Bundespräsident Ueli Maurer gab sich in seiner Radio- und TV-Ansprache zum 1. August kämpferisch: Er rief die Schweizerinnen und Schweizer auf, Freiheit und Unabhängigkeit angesichts internationalen Drucks zu verteidigen. Es gelte, sich gegen «fremde Richter» zu wehren.

Für die Aufzeichnung seiner Fernsehansprache begab sich Maurer auf die Älggi-Alp. Der Ort oberhalb von Sachseln OW gilt als geografischer Mittelpunkt der Schweiz. Die Schweiz habe auch einen staatspolitischen Kern, stellte Maurer fest.

Dazu gehörten «unsere Freiheit und Unabhängigkeit.» Die Schweiz sei ein «Sonderfall Freiheit und ein Sonderfall Wohlstand».

«Keine fremden Richter»

Maurer zeigte sich – wie bei seinen Ansprachen an anderen Orten – besorgt, dass die Schweiz von grossen Staaten und internationalen Organisationen unter Druck gesetzt werde.«Die Grossen erteilen uns Befehle.»

Der SVP-Bundesrat nahm Bezug auf den Bundesbrief von 1291. Schon dort stehe, «dass wir keine fremden Richter wollen».

Maurer dürfte damit auf die Diskussionen um die Beziehungen zur EU anspielen. Zuletzt war der Bundesrat bereit, dem Europäischen Gerichtshof eine stärkere Rolle bei der Auslegung von EU-Recht in der Schweiz einzuräumen.

Ins gleiche Horn stiess SVP-Präsident Toni Brunner in Wald im Zürcher Oberland. Die Eigenständigkeit und die Grundwerte der direkten Demokratie seien bedroht. Der Bundesrat strebe eine «Annäherung an die EU und deren Gerichtshöfe» an.

«Der Kampf um die Souveränität unseres Landes, der 1291 seinen Anfang nahm, hat wieder an Aktualität gewonnen», sagte Brunner gemäss Redemanuskript. «Wir müssen um unsere Freiheitsrechte kämpfen».

Darbellay greift Burkhalter an

Auch andere Parteipräsidenten gaben sich angriffig. CVP-Präsident Christophe Darbellay schimpfte am Mittwoch in Saas-Balen VS Aussenminister Didier Burkhalter einen «Nachgeber-Minister» gegenüber der EU.

SP-Präsident Christian Levrat sagte in einer Videobotschaft, Schweizerinnen und Schweizer hätten viele Gründe, stolz zu sein. Widerstand gegen fremde Mächte, das Bankgeheimnis und der Rütlischwur gehörten jedoch nicht dazu.

Bundesräte ärgern sich über Feindbilder

Sechs von sieben Bundesratsmitgliedern waren bereits am Vorabend des 1. Augusts ans Mikrofon getreten. Nur Bundesrätin Doris Leuthard trat nicht auf. Die restlichen Kolleginnen und Kollegen Maurers riefen praktisch alle zur Offenheit auf.

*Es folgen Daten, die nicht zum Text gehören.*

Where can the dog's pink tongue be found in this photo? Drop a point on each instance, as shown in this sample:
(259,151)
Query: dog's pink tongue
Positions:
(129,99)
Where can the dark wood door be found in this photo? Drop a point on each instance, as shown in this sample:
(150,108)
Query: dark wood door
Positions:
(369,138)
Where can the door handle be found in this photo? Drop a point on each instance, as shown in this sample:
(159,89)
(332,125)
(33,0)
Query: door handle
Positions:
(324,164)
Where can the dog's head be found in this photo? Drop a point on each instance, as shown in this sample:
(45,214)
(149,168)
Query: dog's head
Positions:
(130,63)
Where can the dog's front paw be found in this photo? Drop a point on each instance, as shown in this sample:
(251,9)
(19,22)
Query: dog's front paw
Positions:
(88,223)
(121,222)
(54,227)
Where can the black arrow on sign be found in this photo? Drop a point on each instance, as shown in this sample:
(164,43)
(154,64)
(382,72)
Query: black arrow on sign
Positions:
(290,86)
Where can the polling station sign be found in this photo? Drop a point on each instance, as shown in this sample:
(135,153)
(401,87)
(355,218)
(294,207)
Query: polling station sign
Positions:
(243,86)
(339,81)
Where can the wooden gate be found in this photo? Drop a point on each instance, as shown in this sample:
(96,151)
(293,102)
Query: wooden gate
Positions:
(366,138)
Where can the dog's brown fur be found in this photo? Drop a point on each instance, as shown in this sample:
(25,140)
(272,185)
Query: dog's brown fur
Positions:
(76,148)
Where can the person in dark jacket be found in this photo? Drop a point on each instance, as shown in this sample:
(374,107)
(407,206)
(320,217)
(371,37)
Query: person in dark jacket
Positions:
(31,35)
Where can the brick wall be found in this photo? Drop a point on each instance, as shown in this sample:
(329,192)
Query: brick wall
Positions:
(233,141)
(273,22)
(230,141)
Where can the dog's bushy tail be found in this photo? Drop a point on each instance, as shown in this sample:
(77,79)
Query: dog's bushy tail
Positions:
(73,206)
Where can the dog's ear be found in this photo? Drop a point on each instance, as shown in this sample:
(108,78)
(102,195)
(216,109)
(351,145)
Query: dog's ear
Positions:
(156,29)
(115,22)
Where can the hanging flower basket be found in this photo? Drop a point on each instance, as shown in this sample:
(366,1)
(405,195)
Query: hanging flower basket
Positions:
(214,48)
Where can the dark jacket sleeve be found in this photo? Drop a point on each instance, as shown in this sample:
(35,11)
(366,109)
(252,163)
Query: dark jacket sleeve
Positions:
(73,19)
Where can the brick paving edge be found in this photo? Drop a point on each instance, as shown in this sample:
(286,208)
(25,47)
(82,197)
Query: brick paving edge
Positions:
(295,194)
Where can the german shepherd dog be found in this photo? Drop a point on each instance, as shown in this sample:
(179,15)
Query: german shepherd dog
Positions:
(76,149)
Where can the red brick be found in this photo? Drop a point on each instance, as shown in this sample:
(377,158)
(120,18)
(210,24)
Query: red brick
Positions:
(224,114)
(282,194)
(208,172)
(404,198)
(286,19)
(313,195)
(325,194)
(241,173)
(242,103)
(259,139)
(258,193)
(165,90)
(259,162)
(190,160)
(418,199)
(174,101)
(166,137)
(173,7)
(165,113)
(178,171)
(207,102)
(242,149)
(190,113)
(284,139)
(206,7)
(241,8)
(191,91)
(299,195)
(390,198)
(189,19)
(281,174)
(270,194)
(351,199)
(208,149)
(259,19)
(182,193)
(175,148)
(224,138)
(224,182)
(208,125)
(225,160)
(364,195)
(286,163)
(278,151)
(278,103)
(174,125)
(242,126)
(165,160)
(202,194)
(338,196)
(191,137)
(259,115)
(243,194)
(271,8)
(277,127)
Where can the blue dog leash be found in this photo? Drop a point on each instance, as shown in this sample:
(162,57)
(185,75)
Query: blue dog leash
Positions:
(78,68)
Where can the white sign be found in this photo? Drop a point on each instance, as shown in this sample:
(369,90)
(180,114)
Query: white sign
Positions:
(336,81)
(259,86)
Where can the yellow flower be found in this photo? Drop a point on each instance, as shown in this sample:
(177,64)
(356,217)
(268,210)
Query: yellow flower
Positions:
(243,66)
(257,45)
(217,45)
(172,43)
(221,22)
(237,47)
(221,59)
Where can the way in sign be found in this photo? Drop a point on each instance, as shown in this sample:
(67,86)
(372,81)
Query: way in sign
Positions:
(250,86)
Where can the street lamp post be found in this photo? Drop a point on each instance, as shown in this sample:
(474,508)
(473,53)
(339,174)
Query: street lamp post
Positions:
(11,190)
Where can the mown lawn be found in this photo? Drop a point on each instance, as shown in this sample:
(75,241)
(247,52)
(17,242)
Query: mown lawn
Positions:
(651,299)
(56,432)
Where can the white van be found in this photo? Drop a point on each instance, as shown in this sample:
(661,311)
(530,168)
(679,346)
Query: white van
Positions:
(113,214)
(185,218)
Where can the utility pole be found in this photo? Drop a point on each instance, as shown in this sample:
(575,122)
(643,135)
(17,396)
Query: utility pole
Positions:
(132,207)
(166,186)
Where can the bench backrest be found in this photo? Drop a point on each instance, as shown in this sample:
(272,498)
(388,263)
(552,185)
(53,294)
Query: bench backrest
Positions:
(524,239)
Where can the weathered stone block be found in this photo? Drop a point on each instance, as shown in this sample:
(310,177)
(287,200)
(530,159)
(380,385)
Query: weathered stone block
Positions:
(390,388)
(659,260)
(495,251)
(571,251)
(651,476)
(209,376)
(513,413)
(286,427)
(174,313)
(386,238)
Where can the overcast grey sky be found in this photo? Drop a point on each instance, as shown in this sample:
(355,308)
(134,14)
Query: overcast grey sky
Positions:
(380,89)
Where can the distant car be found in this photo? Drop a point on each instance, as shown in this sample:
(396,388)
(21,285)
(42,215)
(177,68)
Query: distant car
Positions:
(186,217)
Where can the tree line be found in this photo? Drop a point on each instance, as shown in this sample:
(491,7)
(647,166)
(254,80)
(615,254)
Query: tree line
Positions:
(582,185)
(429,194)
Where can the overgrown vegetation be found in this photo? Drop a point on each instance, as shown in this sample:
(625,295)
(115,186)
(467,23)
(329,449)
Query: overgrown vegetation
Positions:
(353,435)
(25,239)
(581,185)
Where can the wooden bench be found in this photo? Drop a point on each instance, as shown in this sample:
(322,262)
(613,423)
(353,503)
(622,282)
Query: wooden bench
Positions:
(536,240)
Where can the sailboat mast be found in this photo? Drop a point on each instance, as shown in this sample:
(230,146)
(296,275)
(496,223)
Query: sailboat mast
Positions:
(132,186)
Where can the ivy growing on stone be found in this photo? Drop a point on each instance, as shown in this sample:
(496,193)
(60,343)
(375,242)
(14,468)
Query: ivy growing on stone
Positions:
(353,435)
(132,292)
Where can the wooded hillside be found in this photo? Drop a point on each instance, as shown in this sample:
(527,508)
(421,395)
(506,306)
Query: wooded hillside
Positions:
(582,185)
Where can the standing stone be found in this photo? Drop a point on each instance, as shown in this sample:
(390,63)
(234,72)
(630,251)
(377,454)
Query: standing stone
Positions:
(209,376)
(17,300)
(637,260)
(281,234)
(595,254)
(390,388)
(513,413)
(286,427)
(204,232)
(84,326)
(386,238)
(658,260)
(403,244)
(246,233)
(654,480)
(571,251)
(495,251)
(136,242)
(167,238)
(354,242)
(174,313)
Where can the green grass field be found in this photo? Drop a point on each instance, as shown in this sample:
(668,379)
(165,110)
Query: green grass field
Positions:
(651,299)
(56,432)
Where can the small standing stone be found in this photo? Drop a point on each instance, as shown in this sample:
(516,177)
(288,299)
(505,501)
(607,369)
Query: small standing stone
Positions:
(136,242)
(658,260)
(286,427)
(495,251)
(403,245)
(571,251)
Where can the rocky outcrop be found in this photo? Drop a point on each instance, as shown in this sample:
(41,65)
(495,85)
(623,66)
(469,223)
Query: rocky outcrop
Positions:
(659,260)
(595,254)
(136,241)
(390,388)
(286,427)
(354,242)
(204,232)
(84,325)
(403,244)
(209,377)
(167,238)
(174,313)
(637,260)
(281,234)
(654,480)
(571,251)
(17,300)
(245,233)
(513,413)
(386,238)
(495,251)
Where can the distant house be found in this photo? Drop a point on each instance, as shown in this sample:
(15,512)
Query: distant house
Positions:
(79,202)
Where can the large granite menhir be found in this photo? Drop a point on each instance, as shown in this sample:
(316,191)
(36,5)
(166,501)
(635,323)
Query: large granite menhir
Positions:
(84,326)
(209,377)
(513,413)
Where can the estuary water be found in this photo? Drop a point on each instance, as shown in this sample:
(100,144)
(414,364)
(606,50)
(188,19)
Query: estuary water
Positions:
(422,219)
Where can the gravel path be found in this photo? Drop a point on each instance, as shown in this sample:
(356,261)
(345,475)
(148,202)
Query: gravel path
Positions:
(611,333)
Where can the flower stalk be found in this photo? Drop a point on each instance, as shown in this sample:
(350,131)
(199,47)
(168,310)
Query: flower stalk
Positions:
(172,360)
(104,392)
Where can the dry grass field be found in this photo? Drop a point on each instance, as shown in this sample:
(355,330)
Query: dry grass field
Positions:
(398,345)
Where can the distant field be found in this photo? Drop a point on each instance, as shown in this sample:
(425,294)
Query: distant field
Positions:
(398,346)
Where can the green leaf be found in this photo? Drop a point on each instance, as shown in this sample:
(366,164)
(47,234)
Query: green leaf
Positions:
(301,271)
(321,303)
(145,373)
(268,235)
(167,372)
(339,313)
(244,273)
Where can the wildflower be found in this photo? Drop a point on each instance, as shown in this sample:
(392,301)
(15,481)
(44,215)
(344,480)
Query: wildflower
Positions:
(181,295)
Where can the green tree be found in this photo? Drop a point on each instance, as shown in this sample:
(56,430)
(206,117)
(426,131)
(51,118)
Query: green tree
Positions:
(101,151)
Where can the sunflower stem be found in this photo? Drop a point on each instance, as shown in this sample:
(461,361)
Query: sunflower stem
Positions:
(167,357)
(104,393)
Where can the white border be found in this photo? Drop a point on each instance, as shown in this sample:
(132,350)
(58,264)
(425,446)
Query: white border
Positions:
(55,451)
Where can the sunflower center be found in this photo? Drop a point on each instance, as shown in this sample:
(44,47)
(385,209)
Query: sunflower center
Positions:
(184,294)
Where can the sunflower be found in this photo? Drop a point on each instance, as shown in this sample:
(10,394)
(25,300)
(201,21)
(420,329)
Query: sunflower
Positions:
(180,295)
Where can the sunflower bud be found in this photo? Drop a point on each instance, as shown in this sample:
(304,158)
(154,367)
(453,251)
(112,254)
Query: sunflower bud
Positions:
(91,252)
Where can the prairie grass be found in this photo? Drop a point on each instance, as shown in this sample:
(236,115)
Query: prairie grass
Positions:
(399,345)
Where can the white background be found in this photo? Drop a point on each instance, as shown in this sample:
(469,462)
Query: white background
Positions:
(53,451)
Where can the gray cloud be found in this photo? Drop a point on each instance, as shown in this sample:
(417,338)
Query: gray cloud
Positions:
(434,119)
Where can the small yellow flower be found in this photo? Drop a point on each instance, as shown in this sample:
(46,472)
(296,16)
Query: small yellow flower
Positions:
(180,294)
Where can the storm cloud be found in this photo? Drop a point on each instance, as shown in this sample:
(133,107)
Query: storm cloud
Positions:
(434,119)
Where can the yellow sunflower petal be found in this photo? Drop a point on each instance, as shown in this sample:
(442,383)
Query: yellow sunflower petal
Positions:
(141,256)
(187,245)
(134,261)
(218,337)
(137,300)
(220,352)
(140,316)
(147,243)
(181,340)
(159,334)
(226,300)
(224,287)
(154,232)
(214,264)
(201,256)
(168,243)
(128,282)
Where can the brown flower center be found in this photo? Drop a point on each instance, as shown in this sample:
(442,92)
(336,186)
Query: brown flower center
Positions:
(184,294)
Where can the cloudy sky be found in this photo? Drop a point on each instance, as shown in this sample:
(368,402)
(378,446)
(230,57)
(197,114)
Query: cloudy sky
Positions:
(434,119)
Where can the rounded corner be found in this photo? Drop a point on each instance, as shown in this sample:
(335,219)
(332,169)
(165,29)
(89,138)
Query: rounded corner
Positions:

Allen voran Eveline Widmer-Schlumpf. Die BDP-Bundesrätin sagte in Arch BE, es bringe nichts, Feindbilder heraufzubeschwören. Die Schweiz stehe nicht am Abgrund. Kritik übte sie an der Finanzindustrie: Diese müsse aus ihren Fehlern lernen.

Die beiden SP-Bundesratsmitglieder – Simonetta Sommaruga und Alain Berset – betonten in ihren Reden, dass Wandel, Fortschritt und Veränderung keine Gefahr für die Schweiz darstellten.

Burkhalter verteidigt bilateralen Weg

Aussenminister Burkhalter hielt seine Rede in der lettischen Hauptstadt Riga. Dass das Volk als Souverän stets das letzte Wort habe, gehöre zur Eigenständigkeit der Schweiz, sagte der FDP-Bundesrat vor lettischen Regierungsvertretern.

Bundesrat Johann Schneider-Ammann hat seinen grossen Auftritt am Donnerstag auf dem Rütli. Am Mittwoch sprach er in Greyerz FR vorwiegend zu Greyerzer Themen.

Konversation

  1. Im ersten Augenblick tönt das logisch. Jeder will unabhängig und frei sein. Auch ein Land sollte wie bei der Gründung eines jeden Landes das als Grundsatz gefasst wird, unabhängig und souverän sein.
    Die Geschichte sollte uns aber eines besseren belehrt haben. Europa hat nach 2 Weltkriegen seit über 68 Jahren Frieden, dank der Europäischen Idee, sprich der EU.
    Wir sollten dieser unschätzbaren Tatsache Rechnung tragen, und einen Schritt weitergehen, bei der Öffnung zu Europa. Es ist ein Schritt, der uns keine schwerwiegenden Nachteile bringt, sondern eine konstruktive Lösung für die Zukunft in allen bilateralen Verträgen.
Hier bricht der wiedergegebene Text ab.